No public offering of shares is being made in the United Kingdom, any Restricted Territory or elsewhere. The distribution of this Announcement and the offering of the Company's shares in certain jurisdictions may be restricted by law. No action has been taken by the Company, Investec Bank plc or Canaccord Genuity that would permit an offering of such shares or possession or distribution of this Announcement or any other offering or publicity material relating to such shares in any jurisdiction where action for that purpose is required. Persons into whose possession this Announcement comes are required by the Company, Investec Bank plc and Canaccord Genuity to inform themselves about, and to observe, such restrictions.
The information in this Announcement may not be forwarded or distributed to any other person and may not be reproduced in any manner whatsoever. Any forwarding, distribution, reproduction, or disclosure of this information in whole or in part is unauthorised. Failure to comply with this directive may result in a violation of the Securities Act or the applicable laws of other jurisdictions.
There are matters set out within this Announcement that are forward-looking statements. Such statements are only predictions, and actual events or results may differ materially. For a discussion of important factors which could cause actual results to differ from forward-looking statements, refer to the Company's Annual Report and Accounts for the nine months to 31 December 2015. The Company does not undertake any obligation to update publicly, or revise, forward-looking statements, whether as a result of new information, future events or otherwise, except to the extent legally required. You should not place undue reliance on forward-looking statements, which speak only as of the date of this Announcement. No statement in this Announcement is or is intended to be a profit forecast or profit estimate or to imply that the earnings of the Company for the current or future financial periods will necessarily match or exceed the historical or published earnings of the Company. The price of shares and the income from them may go down as well as up and investors may not get back the full amount invested on disposal of the shares.
It is expected that any shares in the Company to be issued pursuant to the Fundraising and Bondholder Transactions will not be admitted to trading on any stock exchange other than to trading on AIM, a market operated by the London Stock Exchange. This Announcement is not an offering document, prospectus, prospectus equivalent document or AIM admission document. Investors should not subscribe for or acquire shares or other securities referred to in this Announcement on the basis of the information contained herein.

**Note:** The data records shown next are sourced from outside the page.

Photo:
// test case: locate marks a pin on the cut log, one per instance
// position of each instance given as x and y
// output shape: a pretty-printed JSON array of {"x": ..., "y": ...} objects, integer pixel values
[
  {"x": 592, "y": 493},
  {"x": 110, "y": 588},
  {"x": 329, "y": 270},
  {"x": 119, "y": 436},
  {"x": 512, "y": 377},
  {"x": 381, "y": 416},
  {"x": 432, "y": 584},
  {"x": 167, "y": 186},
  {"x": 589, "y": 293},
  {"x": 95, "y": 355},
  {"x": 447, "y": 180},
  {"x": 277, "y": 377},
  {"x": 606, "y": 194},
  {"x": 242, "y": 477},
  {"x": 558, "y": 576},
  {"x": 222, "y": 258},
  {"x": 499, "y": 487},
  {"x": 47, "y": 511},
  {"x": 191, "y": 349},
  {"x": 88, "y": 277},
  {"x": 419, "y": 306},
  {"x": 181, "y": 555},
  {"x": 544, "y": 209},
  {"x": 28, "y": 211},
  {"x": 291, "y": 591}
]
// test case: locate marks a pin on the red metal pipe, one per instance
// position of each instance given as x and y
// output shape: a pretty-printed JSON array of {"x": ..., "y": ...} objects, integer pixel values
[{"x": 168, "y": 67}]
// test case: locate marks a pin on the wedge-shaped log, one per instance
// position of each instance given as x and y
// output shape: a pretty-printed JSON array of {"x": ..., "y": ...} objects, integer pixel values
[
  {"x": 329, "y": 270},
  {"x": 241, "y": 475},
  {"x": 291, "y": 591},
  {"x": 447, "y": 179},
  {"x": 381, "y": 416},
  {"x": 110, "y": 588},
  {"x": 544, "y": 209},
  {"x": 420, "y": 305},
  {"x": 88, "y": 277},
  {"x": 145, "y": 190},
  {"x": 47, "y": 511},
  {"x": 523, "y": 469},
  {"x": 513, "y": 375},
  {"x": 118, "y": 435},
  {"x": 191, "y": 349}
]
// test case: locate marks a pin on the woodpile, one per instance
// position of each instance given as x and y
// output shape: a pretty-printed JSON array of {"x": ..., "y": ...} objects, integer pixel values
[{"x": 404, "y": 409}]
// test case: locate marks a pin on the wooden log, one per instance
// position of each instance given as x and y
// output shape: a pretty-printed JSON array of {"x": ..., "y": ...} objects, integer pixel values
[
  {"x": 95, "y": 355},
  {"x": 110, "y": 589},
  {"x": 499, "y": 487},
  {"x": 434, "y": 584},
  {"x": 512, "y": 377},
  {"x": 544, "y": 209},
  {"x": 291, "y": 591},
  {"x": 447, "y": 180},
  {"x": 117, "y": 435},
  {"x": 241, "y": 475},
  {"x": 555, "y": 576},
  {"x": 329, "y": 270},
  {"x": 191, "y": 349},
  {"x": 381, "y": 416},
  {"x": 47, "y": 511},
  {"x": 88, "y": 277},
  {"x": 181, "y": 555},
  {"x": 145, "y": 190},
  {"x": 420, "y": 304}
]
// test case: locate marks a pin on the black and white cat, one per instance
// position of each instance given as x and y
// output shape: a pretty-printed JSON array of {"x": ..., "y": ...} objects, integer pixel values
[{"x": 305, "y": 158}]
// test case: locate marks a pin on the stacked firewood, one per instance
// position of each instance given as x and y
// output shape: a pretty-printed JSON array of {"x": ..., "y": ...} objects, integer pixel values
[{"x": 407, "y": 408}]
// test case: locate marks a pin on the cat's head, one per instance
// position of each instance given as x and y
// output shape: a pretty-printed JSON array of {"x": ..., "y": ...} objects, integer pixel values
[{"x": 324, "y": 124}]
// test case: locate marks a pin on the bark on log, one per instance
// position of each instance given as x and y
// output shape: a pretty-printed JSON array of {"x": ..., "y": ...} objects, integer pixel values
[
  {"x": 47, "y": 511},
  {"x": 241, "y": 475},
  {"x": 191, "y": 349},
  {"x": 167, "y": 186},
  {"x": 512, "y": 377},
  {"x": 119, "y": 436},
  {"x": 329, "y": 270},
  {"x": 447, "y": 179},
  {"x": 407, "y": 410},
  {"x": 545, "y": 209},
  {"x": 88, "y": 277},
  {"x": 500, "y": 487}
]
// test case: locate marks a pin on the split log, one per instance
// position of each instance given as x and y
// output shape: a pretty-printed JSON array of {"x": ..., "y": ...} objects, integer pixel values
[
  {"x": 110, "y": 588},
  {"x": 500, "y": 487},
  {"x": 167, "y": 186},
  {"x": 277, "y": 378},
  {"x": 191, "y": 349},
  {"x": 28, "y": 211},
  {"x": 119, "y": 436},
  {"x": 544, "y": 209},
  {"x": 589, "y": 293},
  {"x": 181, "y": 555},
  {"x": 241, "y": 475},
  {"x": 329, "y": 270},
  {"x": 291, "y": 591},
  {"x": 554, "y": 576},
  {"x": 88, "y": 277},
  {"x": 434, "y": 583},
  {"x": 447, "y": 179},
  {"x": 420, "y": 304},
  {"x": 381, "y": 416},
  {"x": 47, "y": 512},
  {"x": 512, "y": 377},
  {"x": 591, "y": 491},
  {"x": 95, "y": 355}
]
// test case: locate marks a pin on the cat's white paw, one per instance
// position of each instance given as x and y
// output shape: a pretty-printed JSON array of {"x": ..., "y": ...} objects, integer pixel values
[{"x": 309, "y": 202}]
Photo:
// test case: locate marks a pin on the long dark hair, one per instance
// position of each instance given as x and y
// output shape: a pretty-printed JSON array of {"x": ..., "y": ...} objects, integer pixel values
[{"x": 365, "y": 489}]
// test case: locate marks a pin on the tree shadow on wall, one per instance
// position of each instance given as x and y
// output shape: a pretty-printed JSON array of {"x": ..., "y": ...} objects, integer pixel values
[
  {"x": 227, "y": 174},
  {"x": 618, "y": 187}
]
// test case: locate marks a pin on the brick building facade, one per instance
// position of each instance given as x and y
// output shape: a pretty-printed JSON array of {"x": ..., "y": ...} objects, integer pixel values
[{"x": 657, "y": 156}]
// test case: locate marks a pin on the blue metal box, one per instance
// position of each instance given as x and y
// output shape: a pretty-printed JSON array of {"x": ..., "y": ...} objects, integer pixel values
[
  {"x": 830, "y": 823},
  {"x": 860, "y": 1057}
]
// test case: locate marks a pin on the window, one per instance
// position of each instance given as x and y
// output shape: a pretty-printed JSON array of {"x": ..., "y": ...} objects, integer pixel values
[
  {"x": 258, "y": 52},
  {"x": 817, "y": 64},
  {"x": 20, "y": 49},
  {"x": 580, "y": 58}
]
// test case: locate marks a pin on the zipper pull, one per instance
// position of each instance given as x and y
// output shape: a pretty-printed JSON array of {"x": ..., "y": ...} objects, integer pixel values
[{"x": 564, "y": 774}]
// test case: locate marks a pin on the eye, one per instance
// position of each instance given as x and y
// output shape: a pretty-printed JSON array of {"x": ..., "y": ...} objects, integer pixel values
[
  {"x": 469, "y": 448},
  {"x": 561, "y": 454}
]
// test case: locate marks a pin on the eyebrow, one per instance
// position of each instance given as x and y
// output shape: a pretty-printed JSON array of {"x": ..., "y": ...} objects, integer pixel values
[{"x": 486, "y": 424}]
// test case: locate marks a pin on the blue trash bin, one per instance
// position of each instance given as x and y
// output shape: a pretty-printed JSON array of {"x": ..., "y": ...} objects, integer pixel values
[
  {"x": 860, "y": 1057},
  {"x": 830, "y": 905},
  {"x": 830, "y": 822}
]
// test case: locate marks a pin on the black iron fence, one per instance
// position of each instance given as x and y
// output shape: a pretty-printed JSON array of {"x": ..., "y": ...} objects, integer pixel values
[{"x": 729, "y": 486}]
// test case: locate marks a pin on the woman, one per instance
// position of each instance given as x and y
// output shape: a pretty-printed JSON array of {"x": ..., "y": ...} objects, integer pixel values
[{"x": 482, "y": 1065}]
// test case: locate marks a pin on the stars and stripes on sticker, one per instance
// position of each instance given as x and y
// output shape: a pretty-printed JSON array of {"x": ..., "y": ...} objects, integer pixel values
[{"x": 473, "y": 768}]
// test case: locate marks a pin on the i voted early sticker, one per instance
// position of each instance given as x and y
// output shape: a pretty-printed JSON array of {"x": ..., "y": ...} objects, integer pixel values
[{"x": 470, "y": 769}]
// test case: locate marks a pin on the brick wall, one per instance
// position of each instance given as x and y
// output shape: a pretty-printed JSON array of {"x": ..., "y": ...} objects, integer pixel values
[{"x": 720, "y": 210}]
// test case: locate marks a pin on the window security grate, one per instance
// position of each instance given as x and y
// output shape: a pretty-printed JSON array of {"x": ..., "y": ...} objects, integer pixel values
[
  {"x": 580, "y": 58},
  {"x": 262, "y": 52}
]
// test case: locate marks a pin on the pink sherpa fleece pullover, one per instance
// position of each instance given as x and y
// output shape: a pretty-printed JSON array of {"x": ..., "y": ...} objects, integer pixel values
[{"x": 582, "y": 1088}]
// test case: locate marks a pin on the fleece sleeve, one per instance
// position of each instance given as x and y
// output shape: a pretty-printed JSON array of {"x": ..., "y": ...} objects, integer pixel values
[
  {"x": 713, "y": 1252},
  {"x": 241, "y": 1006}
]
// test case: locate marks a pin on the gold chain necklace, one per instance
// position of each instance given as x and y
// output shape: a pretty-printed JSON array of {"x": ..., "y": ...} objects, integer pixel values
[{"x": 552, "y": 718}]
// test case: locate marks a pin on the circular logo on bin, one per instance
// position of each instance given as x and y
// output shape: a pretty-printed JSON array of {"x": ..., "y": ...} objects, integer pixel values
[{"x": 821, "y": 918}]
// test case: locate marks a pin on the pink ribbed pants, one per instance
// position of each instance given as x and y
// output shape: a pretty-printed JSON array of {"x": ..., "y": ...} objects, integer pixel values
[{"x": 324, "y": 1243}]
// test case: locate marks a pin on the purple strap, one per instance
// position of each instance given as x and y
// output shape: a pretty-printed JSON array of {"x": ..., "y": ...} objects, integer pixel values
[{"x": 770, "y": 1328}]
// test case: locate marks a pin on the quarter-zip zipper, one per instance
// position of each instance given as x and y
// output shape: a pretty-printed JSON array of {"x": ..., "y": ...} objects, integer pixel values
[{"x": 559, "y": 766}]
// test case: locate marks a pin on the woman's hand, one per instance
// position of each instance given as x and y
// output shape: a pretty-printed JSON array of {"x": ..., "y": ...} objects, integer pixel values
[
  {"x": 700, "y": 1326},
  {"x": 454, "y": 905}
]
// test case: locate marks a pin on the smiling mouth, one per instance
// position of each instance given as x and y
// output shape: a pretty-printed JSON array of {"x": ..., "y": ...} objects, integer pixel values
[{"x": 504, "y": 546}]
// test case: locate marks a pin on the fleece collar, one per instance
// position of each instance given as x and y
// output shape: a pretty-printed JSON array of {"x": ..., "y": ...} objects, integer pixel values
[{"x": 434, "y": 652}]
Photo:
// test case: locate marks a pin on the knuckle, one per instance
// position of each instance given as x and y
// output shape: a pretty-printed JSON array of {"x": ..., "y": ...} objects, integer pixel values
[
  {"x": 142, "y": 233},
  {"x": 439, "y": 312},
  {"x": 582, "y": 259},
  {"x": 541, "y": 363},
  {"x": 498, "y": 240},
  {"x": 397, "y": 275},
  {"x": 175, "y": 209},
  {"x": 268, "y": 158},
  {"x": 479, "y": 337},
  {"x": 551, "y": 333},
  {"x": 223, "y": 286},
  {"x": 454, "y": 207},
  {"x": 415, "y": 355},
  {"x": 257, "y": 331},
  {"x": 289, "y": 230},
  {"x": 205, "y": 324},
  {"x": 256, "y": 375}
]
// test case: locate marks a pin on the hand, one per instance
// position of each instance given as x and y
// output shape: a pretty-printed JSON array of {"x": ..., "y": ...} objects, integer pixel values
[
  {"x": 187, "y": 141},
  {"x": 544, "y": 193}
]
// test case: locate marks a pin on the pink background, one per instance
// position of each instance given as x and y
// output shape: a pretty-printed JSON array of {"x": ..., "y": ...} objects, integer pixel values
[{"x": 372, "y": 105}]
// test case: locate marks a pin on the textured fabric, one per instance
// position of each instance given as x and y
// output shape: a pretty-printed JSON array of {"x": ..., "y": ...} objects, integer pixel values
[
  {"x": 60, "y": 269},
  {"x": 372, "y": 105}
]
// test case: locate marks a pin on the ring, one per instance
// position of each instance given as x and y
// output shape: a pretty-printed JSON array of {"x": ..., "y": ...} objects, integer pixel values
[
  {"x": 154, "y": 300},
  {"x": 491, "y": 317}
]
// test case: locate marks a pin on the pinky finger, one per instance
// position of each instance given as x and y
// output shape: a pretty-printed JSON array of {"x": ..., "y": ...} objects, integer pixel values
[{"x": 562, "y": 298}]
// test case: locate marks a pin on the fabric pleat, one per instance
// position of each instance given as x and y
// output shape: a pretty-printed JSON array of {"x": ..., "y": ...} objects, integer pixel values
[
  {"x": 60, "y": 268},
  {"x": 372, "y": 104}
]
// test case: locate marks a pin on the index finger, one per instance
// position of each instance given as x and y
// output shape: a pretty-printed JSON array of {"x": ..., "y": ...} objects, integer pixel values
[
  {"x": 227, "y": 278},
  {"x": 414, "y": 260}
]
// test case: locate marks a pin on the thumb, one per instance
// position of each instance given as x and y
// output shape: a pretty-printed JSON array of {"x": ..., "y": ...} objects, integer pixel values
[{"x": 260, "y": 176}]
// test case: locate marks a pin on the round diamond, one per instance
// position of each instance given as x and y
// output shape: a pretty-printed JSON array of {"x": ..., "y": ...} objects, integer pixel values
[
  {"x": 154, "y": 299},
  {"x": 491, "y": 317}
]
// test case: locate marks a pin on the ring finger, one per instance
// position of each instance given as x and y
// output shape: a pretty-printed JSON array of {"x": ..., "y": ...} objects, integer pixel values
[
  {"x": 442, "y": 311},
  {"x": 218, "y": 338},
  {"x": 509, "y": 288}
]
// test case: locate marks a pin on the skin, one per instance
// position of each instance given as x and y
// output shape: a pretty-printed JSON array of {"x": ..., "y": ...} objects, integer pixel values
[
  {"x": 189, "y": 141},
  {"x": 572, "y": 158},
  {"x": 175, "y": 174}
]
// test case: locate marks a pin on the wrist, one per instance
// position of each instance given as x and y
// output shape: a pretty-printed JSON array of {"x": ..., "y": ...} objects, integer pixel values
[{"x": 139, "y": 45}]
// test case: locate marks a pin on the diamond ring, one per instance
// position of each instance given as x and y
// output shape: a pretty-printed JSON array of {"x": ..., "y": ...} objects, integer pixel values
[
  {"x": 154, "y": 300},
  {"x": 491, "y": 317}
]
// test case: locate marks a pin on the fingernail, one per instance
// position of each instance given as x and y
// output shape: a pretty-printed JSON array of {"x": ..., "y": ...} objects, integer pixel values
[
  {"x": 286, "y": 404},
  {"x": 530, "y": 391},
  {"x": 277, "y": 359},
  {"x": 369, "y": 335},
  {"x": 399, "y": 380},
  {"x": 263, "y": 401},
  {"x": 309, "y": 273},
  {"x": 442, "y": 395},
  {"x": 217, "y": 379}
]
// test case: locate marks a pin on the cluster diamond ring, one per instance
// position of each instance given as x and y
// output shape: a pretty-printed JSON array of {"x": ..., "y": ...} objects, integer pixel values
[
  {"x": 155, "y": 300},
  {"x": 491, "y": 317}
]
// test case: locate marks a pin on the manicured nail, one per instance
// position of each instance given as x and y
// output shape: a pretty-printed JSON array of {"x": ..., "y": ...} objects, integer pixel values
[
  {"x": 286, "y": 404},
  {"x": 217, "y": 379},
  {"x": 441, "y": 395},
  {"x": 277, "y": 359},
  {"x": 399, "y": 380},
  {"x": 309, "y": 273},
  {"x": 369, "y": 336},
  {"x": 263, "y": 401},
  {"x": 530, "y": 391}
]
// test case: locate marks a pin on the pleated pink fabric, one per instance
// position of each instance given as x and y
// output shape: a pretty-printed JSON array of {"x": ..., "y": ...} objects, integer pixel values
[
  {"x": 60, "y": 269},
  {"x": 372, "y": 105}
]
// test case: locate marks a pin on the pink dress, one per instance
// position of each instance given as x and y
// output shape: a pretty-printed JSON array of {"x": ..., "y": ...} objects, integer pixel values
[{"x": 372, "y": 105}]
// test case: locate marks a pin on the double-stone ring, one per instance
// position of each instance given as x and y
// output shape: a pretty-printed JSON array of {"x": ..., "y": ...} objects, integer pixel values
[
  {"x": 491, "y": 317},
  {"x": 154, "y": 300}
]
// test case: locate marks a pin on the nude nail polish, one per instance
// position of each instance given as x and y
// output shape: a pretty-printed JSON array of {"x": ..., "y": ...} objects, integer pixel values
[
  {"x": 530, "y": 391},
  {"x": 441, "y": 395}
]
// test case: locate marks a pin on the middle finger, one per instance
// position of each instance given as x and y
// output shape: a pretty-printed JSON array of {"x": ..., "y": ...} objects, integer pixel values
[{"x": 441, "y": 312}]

It is expected that no offering document, prospectus, prospectus equivalent document or AIM admission document will be required in connection with the Fundraising and Bondholder Transactions and no such document has been or will be prepared or submitted to be approved by the Financial Conduct Authority or submitted to the London Stock Exchange in relation to the Fundraising and Bondholder Transactions.
Neither the content of the Company's website nor any links on the Company's website is incorporated in, or forms part of, this Announcement.